ON WRIT OF VERTIORARI
Appeal From Chester County
Paul E. Short, Jr. Circuit Court Judge
Kenneth G. Goode, Post-Conviction Relief Judge
Memorandum Opinion No. 2004-MO-020
Submitted March 17, 2004 - Filed April 19, 2004
Attorney General Henry D. McMaster, Chief Deputy Attorney General John McIntosh, Chief Capital & Collateral Litigation Donald Zelenka, Assistant Deputy Attorney General Salley Elliott, and Assistant Attorney General Douglas E. Leadbitter, Office of the Attorney General, all of Columbia, for Petitioner.
Assistant Appellate Defender Aileen P. Clare, Office of Appellate Defense, of Columbia, for Respondent.
PER CURIAM: Reversed pursuant to Rule 220(b)(1), SCACR, and the following authorities: Issue 1: Hill v.
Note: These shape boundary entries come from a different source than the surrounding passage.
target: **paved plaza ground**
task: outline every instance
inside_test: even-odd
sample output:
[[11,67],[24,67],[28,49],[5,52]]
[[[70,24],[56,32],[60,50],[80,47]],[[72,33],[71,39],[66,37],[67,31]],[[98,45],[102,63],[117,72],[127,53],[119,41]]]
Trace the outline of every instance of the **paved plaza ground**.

State, 350 S.C. 465, 567 S.E.2d 847 (2002) (guilt was so conclusively proven that there was no reasonable probability that the trial judge’s faulty instruction affected the result). Issue 2: State v. Truesdale, 285 S.C. 13, 328 S.E.2d 53 (1984) (where review of the entire record establishes error is harmless beyond a reasonable doubt, conviction will not be overturned for a Doyle violation), rev’d in part on other grounds, Truesdale v. Aiken, 480 U.S. 527, 107 S.Ct. 1394, 94 L.Ed.2d 539 (1987).
TOAL, C.J., MOORE, WALLER, BURNETT and PLEICONES, JJ., concur.